A. Anyone who’s been to a yoga class knows that some people seem to slip painlessly into forward bends and twists, while others struggle against stiff muscles that refuse to yield. Does practice help, or are some people destined to never be pretzels?

Dr. Paul Weitzel, a sports medicine orthopedic surgeon at New England Baptist Hospital, says, “There clearly is a genetic component to everyone’s fundamental flexibility, but within that you can have a range of improving your flexibility.’’ After all, not everyone has the body to become a champion runner, but with practice everyone can improve their pace.

Weitzel says that we all have a baseline level of tightness and flexibility, and with some effort, we can improve that fundamental level by about 20 or 25 percent. Beyond that, genetics generally limits our ability to keep improving. But he says it’s to everyone’s benefit to improve flexibility within their limits.

The best approach is slow, steady stretching three or four times a week.
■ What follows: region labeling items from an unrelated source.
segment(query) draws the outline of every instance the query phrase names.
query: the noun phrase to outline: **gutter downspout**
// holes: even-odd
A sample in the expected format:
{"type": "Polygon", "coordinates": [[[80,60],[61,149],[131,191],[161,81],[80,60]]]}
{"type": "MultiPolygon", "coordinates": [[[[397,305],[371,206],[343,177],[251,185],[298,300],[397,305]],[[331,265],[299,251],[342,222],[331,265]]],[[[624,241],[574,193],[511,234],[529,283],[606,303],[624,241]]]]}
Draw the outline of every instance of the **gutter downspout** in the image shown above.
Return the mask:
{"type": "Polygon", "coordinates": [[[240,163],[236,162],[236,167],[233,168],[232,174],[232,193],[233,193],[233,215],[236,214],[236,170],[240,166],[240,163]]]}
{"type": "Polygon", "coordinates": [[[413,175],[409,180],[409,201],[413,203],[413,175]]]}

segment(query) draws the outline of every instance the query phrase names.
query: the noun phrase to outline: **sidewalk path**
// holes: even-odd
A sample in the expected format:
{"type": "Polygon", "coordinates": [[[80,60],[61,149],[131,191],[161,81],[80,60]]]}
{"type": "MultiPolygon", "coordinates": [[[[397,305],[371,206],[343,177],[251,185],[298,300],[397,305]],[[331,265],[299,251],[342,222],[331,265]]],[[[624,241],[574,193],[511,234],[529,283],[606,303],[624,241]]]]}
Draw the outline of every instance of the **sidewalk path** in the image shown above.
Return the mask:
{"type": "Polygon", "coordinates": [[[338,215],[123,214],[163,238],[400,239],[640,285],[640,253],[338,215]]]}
Making it a routine is critical, Weitzel says, because muscles and tendons respond to the stresses in their environment and need regular stretching to stay flexible. Avoid bouncing motions and strive for balance between different body parts. Weitzel says it’s important to stretch both sides of the body, such as the quads with the hamstrings, and the back with the abdomen.

Stretching should never cause more than slight soreness. “You have to try to know your body and trust your instincts,’’ he says. Most important, don’t let envy over another person’s flexibility lead you to push beyond your limits. Both extreme tightness and flexibility can create health problems; while people with very tight muscles are more prone to muscle pulls, hyper-flexible people have to worry about more joint pain and injury.